Tuesday, September 23, 2008

Boston Bhaaratiya

I am watching the Charles in Boston wake up,
as buildings release fog and the sun smiles
over ducks swimming to their morning chores.

The river bedecked with shimmering reflections
craves to pour itself into the oceanic currents
and add more of the twenty-first century to an ageless sea.

The salt of my toil is washed into you Charles!
Take it to the ocean, take it to my ancestors,
and leave it in Dandi, India, as a tribute from me.

Sunday, September 14, 2008

Seven Short Novels by Anton Chekhov

A masterful sketch of the mannerisms of common folks

Anton Chekhov was a master of drawing portraits of common people. The seven short novels included in this collection provide a glimpse of Russian society. Chekhov provides a snapshot after snapshot of the lifestyle of his characters, focusing on their ideas and actions with a detached, but conscious word play.
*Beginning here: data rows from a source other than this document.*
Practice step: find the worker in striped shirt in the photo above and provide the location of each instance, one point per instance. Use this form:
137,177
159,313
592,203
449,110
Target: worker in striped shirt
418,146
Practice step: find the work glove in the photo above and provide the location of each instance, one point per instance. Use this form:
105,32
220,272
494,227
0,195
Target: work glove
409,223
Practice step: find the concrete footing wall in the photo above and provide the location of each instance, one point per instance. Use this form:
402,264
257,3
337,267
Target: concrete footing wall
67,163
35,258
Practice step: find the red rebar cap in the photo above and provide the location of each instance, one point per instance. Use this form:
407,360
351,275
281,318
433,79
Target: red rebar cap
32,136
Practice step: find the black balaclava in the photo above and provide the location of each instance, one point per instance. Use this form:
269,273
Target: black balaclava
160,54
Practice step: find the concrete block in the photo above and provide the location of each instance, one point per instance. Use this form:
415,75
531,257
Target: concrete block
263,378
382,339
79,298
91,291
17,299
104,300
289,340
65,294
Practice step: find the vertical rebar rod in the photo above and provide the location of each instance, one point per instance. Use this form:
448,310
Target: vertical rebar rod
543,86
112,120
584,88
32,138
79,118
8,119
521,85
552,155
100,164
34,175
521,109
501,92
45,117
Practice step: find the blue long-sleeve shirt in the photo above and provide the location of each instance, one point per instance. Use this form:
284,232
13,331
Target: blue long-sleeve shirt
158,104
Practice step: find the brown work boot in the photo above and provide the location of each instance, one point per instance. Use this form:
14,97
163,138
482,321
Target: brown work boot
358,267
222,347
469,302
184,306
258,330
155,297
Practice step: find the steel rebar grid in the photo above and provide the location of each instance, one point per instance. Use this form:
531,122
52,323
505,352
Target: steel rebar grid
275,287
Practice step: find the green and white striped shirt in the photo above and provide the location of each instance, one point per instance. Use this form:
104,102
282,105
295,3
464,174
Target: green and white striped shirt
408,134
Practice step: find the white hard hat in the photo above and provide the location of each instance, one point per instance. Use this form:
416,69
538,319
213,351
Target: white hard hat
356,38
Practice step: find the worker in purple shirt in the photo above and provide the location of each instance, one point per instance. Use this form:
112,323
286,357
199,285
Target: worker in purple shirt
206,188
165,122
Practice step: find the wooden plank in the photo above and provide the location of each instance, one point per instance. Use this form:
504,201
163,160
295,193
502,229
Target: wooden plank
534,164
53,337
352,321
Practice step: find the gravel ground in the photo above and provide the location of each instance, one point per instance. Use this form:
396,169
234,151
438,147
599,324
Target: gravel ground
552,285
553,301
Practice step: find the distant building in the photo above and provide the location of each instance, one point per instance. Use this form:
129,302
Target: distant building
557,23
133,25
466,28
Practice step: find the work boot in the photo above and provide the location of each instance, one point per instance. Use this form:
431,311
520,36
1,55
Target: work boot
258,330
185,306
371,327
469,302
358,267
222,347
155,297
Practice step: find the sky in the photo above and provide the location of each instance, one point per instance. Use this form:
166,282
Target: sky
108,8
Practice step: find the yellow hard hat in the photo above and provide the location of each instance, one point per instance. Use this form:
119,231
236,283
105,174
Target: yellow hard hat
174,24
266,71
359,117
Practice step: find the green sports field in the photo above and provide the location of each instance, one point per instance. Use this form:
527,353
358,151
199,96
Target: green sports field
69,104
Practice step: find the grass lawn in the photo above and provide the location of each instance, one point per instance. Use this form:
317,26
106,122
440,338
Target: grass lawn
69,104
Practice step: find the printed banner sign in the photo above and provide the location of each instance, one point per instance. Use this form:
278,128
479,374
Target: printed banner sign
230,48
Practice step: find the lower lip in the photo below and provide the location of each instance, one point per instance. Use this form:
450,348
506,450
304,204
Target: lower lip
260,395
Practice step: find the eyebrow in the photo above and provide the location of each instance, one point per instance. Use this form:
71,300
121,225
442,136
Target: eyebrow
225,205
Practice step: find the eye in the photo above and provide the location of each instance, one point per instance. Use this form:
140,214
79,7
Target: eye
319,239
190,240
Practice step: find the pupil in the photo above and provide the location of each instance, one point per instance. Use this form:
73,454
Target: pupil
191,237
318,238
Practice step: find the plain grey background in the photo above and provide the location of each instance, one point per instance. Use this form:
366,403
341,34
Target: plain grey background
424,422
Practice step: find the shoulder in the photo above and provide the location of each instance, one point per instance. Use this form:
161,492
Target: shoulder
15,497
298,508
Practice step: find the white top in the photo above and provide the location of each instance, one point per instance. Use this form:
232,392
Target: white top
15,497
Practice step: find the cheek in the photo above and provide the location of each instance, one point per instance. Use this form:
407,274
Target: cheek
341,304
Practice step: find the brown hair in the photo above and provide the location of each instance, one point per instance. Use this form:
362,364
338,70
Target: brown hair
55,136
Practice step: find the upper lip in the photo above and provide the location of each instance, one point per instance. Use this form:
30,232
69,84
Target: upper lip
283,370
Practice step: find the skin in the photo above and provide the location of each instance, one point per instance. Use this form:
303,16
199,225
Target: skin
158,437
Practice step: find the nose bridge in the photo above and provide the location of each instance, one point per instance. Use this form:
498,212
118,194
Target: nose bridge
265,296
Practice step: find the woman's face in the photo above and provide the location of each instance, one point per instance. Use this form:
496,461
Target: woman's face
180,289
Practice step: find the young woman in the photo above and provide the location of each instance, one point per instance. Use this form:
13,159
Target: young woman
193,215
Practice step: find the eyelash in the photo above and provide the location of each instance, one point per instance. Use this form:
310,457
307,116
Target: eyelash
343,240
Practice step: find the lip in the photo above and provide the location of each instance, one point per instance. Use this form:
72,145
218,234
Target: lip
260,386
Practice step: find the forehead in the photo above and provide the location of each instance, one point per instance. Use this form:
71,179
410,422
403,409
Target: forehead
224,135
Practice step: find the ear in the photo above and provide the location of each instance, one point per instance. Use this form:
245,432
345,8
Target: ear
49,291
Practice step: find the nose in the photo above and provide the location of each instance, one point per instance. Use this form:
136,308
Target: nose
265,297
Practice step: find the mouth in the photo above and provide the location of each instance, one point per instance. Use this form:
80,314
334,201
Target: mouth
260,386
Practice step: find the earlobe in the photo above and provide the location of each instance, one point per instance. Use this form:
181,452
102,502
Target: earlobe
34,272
The reader finds himself drawn to characters that are flawed and life-like, and every idiosyncrasy of human existence is revealed in somewhat commonplace circumstances and settings.

These stories include "Ward No. 6", "Peasants" and "My Life", which are highly representative of Chekhov's style and ability. These stories provide a very subtle, but important counterpoint to Tolstoy's thoughts and writings. Around this time, Leo Tolstoy was articulating his vision of society and Christianity in texts like "The Kingdom of Heaven is Within You", where he glorifies the peasants, manual labor and poor, suggesting that the rich are immoral and responsible for the suffering of masses. Tolstoy had lived a luxurious life compared to Chekhov, and so his impressions and ideas were formed by observations from a distance. Chekhov grew up in harsher circumstances, and had a first hand experience of living among the common people. In Chekhov's stories, the common people lie, cheat, bribe, drink, steal, help each other and make each other happy or miserable, without the need of divine or aristocratic influence. In Chekhov's stories, the philosophical is often pushed to background, as practical daily chores and needs take center-stage.
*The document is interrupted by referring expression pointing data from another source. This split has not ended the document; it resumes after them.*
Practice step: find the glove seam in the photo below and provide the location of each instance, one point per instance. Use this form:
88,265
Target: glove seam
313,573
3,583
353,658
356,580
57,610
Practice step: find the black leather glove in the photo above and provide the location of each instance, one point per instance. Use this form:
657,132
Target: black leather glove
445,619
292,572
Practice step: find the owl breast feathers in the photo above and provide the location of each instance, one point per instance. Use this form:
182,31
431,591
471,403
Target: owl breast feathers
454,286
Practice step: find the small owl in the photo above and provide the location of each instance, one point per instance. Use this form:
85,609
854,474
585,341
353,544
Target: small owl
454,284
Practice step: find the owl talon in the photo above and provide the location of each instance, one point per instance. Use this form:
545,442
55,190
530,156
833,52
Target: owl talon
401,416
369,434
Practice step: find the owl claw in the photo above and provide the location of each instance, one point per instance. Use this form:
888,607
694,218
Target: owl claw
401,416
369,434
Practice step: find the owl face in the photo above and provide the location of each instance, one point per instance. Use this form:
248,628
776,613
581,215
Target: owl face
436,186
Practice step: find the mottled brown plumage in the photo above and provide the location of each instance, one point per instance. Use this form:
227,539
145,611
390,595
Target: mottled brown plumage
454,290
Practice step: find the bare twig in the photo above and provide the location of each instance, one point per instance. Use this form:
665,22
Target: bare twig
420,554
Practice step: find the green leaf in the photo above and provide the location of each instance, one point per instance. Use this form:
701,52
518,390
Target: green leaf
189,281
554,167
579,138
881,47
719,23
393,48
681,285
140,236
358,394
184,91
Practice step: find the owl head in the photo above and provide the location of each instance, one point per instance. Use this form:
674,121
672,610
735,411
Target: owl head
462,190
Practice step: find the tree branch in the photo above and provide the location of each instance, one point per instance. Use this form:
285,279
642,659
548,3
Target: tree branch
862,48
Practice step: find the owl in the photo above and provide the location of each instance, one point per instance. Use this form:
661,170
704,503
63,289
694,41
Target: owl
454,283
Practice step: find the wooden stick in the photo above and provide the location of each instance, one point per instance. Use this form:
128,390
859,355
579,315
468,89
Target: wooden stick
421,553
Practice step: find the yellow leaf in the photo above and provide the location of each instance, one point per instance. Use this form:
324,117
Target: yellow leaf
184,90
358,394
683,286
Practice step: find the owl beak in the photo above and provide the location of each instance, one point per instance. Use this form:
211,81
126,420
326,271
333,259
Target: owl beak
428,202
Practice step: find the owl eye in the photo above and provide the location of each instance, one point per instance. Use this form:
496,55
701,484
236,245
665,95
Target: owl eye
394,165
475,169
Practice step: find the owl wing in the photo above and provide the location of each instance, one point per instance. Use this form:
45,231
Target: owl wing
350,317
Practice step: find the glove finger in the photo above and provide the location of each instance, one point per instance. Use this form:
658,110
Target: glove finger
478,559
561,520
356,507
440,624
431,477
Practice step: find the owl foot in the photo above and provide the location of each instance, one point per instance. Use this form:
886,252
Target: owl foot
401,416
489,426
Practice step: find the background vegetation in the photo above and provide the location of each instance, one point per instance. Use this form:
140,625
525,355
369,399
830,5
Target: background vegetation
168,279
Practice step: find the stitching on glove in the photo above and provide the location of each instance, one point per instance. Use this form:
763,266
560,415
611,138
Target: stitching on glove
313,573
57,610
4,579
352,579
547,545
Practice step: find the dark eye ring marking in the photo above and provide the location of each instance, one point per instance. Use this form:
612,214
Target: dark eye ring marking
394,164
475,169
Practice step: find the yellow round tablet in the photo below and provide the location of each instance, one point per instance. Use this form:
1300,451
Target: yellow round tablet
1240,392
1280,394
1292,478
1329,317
While Dostoevsky was master of psychological selves of his characters and Tolstoy was a titan in capturing life of (rich) Russians, Chekhov's sensibility drew him to the trivialities, to the humor and tragedy of the masses. He wrote about these with sympathy, but in his honest depiction of his characters, he leaves no aspect untouched. Thus his stories seem to criticize the ones that he chooses to write about: be it peasants or city dwellers, the workers or the government servants. The shameful, pitiful or repelling facets of his characters are representative of human beings that have ever constituted the majority among us. Even in his time, the stories were controversial for their socio-political criticisms. Yet Chekhov was not criticizing anyone, or offering any solutions to the predicaments and problems of existence in different social circles. Chekhov wrote about his subjects as it is, as they were. These stories are based on Russian people, and yet they represent the reality in every part of the world. (I am sure that all the characters described in these stories abound in India!)
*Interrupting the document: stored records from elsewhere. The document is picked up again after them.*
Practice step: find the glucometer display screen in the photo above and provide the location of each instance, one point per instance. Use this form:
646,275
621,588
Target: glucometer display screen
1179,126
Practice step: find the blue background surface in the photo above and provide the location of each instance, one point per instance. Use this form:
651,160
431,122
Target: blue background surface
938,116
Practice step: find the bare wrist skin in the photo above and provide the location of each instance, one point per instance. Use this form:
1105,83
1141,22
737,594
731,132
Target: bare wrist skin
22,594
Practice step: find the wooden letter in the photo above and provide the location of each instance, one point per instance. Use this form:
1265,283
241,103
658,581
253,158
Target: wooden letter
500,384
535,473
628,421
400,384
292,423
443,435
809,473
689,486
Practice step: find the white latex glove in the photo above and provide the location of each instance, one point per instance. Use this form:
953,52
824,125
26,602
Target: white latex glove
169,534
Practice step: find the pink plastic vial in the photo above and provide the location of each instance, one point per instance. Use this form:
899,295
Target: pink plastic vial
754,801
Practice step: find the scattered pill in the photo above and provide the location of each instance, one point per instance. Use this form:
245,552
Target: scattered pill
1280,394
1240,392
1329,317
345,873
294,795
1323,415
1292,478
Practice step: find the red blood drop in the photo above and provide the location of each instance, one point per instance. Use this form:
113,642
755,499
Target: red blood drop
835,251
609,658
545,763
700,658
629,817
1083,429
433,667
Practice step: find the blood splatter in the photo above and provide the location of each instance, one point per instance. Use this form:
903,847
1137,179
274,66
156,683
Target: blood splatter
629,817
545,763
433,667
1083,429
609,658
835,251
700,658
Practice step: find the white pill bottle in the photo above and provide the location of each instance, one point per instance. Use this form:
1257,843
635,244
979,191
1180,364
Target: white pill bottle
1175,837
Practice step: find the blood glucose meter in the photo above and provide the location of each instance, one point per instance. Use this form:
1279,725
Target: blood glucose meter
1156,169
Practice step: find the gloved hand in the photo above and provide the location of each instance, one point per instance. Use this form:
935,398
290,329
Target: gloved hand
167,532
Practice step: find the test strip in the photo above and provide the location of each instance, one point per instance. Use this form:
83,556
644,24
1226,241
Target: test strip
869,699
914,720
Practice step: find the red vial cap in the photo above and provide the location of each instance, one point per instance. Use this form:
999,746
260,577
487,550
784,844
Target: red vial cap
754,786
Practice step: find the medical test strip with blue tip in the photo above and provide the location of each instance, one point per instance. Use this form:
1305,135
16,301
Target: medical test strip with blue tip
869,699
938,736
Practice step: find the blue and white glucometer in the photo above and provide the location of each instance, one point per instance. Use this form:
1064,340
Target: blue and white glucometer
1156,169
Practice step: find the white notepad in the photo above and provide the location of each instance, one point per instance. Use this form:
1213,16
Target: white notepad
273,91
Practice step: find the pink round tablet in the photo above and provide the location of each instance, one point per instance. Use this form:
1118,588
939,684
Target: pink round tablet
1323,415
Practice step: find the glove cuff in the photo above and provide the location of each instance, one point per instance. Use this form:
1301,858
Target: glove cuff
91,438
The stories must be read by anyone who has constructed a rosy picture of rural life or manual labor in their minds. These stories are must read for communists, for them who believe that poverty makes men moral, for them who believe that ignorance is bliss, for them who wish to know how human beings of every class behave in real life. Be it individuals or social milieu, Chekhov fashions events, dialogues and descriptions that are vivid, terse and precise and hence these stories are examples of how a writer must write. Highly recommended.